Jul 23, 2009

Anything You Can Do, I Can Do Better

So, I have been traipsing from room to room with my lovely National Geographic horse book, trying to decide what to write about next on my blog. And right there, on page 16 is a photo of a woman in jockey silks, weighing in. The first time I saw it I did a literal double-take. Mind, this book was published in 1923, so it was a bit shocking to me to think that women jockeys existed prior to the 1960s. There's no context for the photo, no commentary. It's as if the authors randomly put it in at the last minute, like "What? What's the big deal?! Girl jockeys, they're totally everywhere."

The funny thing is that they're not. Run a Google search. Go ahead, I'm waiting. Seriously, there are slim findings when you run any permutation of girl, woman, female, jockey. You come up with the biggies the the latter part of the century, but what about this woman?

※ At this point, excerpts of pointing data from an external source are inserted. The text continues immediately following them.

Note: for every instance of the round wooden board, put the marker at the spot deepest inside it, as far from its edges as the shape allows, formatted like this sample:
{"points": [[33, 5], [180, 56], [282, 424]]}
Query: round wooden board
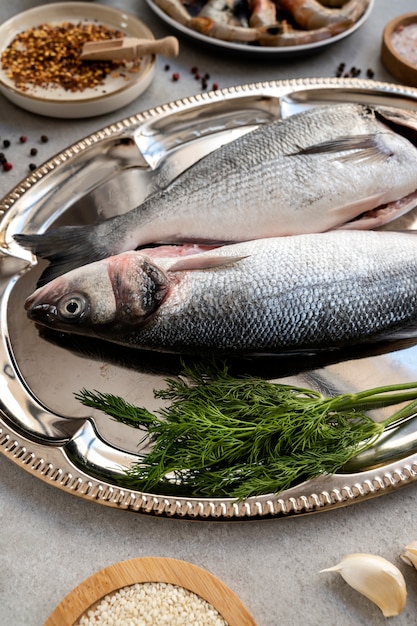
{"points": [[151, 569]]}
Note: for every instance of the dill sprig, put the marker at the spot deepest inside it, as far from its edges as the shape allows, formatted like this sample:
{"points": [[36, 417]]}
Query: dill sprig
{"points": [[225, 436]]}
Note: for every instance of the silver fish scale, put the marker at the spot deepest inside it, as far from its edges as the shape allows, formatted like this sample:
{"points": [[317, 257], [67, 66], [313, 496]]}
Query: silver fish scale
{"points": [[330, 289], [261, 185]]}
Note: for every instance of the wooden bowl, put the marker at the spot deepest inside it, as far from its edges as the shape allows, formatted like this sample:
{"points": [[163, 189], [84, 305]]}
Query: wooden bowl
{"points": [[151, 569], [397, 65]]}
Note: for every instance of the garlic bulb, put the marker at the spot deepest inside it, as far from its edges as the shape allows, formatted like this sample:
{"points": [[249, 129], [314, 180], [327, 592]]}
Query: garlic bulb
{"points": [[375, 578], [410, 554]]}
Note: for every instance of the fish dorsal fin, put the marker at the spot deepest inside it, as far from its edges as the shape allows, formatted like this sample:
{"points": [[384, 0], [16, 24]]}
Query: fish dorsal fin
{"points": [[203, 262], [368, 146]]}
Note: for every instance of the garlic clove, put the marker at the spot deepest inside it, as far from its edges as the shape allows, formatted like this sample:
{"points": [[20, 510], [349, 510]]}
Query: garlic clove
{"points": [[376, 578], [410, 554]]}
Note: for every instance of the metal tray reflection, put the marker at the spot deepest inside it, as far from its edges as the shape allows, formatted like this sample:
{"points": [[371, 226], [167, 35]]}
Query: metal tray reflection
{"points": [[46, 431]]}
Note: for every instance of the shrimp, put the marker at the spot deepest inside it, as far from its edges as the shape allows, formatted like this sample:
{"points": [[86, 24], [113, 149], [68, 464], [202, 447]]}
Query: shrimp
{"points": [[222, 22], [289, 36], [263, 13], [310, 14]]}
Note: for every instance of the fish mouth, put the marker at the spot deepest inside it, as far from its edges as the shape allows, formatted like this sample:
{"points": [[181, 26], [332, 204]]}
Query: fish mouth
{"points": [[45, 314]]}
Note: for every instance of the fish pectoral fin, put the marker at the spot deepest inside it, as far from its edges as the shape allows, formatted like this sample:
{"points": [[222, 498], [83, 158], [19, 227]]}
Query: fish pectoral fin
{"points": [[360, 147], [203, 262]]}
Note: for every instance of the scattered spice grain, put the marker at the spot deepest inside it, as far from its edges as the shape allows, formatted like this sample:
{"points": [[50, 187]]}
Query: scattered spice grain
{"points": [[48, 56], [152, 604]]}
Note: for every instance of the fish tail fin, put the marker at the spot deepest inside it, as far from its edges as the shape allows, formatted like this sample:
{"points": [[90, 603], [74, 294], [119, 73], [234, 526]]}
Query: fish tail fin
{"points": [[65, 248]]}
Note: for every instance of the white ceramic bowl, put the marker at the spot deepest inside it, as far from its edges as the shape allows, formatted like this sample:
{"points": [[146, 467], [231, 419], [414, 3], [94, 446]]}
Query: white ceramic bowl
{"points": [[57, 102]]}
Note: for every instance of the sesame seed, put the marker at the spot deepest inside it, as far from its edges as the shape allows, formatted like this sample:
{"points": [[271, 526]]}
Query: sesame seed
{"points": [[152, 604]]}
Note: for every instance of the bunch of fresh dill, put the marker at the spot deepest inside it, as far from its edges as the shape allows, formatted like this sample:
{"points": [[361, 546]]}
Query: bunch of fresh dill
{"points": [[226, 436]]}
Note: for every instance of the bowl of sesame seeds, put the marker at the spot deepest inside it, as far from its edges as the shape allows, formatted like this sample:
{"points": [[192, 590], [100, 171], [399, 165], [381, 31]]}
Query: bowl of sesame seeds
{"points": [[40, 68], [151, 591]]}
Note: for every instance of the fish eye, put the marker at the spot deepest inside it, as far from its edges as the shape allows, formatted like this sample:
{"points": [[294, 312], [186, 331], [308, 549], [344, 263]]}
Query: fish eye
{"points": [[72, 306]]}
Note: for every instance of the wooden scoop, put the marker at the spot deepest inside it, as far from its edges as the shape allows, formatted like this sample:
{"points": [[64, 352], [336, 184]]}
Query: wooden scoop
{"points": [[128, 48]]}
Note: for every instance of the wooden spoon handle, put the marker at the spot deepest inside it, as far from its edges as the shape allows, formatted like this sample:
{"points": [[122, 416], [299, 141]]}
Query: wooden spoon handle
{"points": [[167, 47]]}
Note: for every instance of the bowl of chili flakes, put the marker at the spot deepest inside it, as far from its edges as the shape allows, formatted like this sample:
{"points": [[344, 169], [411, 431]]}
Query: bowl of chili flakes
{"points": [[40, 69]]}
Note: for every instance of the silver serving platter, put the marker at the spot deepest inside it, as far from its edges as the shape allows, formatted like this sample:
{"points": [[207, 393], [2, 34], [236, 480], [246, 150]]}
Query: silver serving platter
{"points": [[46, 431]]}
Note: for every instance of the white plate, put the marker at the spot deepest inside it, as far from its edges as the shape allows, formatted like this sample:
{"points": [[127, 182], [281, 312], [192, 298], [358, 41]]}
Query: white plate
{"points": [[56, 101], [281, 51]]}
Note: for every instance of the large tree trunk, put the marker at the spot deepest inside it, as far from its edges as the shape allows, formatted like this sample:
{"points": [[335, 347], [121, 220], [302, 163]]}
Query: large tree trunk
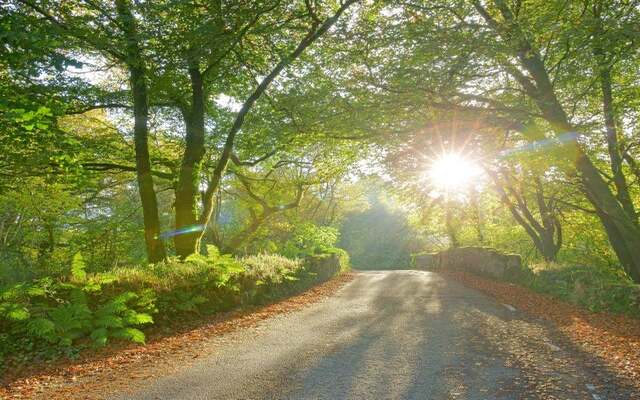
{"points": [[621, 228], [619, 180], [187, 240], [449, 225], [216, 177], [137, 77]]}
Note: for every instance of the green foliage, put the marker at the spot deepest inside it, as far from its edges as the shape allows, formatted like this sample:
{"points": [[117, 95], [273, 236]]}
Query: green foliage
{"points": [[595, 288], [270, 268], [308, 239], [378, 237]]}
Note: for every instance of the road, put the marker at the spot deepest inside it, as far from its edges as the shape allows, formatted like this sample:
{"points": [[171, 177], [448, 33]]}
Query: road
{"points": [[391, 335]]}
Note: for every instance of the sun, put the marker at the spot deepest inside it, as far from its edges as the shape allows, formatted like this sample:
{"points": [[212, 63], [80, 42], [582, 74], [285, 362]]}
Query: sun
{"points": [[453, 172]]}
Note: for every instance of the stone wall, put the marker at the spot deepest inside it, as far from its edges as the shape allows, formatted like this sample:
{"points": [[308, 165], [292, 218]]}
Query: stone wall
{"points": [[480, 260]]}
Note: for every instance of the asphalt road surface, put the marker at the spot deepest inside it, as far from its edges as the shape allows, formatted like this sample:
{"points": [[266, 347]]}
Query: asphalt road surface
{"points": [[392, 335]]}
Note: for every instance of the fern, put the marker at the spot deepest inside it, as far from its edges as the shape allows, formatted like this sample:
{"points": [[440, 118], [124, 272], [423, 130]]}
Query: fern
{"points": [[78, 266]]}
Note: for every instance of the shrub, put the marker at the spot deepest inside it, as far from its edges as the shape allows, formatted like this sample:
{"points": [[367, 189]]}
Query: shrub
{"points": [[595, 288], [56, 316], [270, 268], [49, 317], [310, 239]]}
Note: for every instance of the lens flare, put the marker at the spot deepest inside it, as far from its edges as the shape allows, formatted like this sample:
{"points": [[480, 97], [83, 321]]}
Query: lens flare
{"points": [[453, 172], [182, 231]]}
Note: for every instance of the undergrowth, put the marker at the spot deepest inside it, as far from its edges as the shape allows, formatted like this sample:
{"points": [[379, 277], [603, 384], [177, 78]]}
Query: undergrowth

The one staring out at me from page 16?! Clearly some women, somewhere were racing horses.

So, that was the start of the fact-finding mission yesterday that caused me to waste several hours of my afternoon. But the important thing is that it bore fruit, in the digging up of a couple of names of female jockeys prior to the 1960s.

The first was the first female jockey ever recorded, Alicia Meynell, in 1804. Hell yeah, I said 1804. It all started entirely by accident, as she was out for a leisurely ride through the country with her sister's husband (ahhh, yes, doing things with a sibling's spouse has been the cause of many an argument in my own personal life) when they quarreled about who had the better horse. Apparently, they decided to answer that question on the spot, and Alicia emerged victorious. The brother-in-law's ego was quite bruised and he, of course, challenged her to a 'real' re-match at a proper track. (As a sidenote: this totally sounds like the set-up for a Harlequin romance, doesn't it? And it totally gets better. I'm serious, any romance authors, you need to be on this.) In kind of the best part of the story, which I am hoping is true and if it isn't, then don't spoil the awesomeness of this fantasy, Alicia turns up to the match, "in a dress designed to look like leopard-skin, with blue sleeves, a buff-colored vest and a blue cap." Okay, so she loses the race, but COME ON. Obviously she was fabulous and totally before her time. She was made for Dynasty. She did race again and won, again dressed fabulously. You HAVE to read the whole story here, in Sports Illustrated. She's pretty much my hero now.

So, if that's too much of a silly, romance-worthy story for you, then I present my next subject, Wantha Davis. She, too, was equally fabulous in a less obviously girly way. This woman raced in TB & QH tracks from Tijuana to Vancouver throughout the 1930s, 40s and 50s. Her application for a license were repeatedly denied in state after state, despite winning over 500 races and against some prestigious male jockeys. Check this snippet out: "In 1949 thousands of spectators crossed the border from San Diego to Agua Caliente, Mexico, to watch her outrace the great Hall of Famer Johnny Longden by a length and three-quarters in a six furlong match race. The three-time national champion was so mad he yanked off his tack and refused to weigh out. Hall of Famer Glen Lasswell was also defeated by her at Agua Caliente, as was Hall of Fame rider Basil James in Nebraska." KICK ASS.

But mainly, without a license, she was relegated to the terrifyingly rough-and-tumble backwoods tracks, where I am hugely impressed that she thrived and had a solid career, despite what I imagine were majorly tough circumstances. You can read about her at her website. She has some awesome photos here, and if you don't look at anything else, you have to see this phenomenal video of her at Ladies' Day for the 9th Pimlico Classic.

There are more, but I won't tax your eyes and just stick with these gals today.